It's not the failed call that worries me. The call itself was correct, and the only thing off was a couple of invented fields. That makes the runtime feel like part of the model's interface rather than just an implementation detail. Train a model in a forgiving environment and other runtimes end up inheriting its habits.

by aberrahmane_b

7/4/2026 at 9:44:51 PM

> You can ask the model to produce valid JSON

Doesn't always work, for better performance you can kneel and start begging

by wseqyrku

7/5/2026 at 9:53:56 AM

Humiliation-assisted prompting. it's the future.

by automatic6131

7/5/2026 at 7:26:53 AM

Pi is my daily driver. I noticed the same phenomenon, and had Claude analyze all my past transcripts for classes of 'edit' error. Built an extension which patches the edit tool to self-heal on the majority of those kinds of calls. It's not 100%, but it cuts down on the rejections quite a bit and saves a few round trips.

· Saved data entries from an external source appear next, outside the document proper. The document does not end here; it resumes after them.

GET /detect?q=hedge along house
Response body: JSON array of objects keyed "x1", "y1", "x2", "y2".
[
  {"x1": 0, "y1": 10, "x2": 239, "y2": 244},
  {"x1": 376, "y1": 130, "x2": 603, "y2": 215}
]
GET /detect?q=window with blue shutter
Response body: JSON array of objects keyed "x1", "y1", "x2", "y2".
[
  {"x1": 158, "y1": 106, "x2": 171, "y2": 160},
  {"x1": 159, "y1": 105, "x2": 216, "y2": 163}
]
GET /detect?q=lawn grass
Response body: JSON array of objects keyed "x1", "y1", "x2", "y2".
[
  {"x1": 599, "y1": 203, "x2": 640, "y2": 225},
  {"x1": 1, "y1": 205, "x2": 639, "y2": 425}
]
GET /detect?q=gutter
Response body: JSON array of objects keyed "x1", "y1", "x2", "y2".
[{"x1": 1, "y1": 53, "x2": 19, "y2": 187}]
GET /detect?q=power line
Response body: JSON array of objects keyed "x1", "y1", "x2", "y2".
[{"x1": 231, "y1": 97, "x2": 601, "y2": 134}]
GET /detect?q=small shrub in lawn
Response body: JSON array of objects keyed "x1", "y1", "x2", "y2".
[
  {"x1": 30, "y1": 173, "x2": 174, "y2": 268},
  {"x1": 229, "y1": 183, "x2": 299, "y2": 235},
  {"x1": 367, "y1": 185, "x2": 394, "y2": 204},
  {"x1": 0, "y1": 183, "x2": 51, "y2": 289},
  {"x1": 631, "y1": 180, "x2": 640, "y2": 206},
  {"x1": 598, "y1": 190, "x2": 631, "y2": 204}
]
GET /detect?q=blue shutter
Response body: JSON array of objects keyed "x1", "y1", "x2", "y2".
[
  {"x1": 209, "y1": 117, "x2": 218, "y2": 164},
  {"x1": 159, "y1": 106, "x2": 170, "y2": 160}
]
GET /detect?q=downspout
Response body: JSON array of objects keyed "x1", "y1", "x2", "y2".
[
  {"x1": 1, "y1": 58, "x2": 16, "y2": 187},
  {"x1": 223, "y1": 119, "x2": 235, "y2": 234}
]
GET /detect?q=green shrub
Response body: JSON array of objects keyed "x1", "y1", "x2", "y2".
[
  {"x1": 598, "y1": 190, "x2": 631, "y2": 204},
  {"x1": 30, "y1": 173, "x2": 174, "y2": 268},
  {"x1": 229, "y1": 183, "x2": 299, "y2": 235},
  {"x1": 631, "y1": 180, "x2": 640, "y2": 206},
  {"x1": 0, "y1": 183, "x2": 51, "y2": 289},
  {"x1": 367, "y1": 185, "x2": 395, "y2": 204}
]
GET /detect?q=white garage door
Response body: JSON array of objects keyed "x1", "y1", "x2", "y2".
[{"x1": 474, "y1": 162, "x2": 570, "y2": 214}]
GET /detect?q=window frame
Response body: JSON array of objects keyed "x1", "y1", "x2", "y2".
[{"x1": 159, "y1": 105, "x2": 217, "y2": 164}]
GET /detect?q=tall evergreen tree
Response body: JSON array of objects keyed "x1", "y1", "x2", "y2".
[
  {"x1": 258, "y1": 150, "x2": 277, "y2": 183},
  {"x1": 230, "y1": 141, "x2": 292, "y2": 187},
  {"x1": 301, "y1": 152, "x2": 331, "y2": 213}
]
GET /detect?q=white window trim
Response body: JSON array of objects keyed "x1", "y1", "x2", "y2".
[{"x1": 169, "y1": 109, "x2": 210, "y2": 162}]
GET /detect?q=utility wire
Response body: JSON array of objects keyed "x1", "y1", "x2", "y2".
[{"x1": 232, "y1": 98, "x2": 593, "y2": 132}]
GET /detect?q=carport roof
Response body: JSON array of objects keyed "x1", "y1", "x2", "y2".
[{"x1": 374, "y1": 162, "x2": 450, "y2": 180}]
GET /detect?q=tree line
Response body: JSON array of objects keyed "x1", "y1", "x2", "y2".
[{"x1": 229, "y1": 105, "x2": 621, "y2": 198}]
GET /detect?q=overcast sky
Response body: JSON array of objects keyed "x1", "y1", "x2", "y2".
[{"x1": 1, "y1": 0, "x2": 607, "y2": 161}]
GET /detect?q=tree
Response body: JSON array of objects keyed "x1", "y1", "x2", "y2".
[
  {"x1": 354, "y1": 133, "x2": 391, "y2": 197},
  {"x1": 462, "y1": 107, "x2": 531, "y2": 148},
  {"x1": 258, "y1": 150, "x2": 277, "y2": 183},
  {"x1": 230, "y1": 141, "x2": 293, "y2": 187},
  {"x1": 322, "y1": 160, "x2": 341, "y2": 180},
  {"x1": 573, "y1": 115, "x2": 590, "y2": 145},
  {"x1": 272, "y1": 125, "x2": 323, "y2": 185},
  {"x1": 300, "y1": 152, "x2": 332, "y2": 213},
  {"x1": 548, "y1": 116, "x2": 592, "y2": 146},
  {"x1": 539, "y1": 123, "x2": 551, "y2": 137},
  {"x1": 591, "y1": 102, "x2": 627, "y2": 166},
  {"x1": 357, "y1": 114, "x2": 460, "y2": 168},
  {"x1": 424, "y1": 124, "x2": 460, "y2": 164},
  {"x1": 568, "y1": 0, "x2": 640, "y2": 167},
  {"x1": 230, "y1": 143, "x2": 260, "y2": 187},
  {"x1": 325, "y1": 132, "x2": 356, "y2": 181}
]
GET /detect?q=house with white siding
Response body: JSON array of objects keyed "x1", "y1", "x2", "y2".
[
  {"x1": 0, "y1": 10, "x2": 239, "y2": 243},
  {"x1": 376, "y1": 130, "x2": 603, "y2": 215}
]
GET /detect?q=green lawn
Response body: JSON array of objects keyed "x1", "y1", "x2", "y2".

EDIT: It's still quite fascinating seeing the kinds of things the models keep trying to do. It almost seems like when a human has slightly off with their nervous system. The conscious brain wants to do one thing, but for some reason the signals aren't getting to the hands correctly.

by pugio

7/5/2026 at 11:22:02 AM

There's a spectrum of possible explanation, from "this is a model training artifact which for now they correct via the harness" through to "this is deliberate, and creates a constantly moving target to make third-party harnesses less efficient for lock-in purposes".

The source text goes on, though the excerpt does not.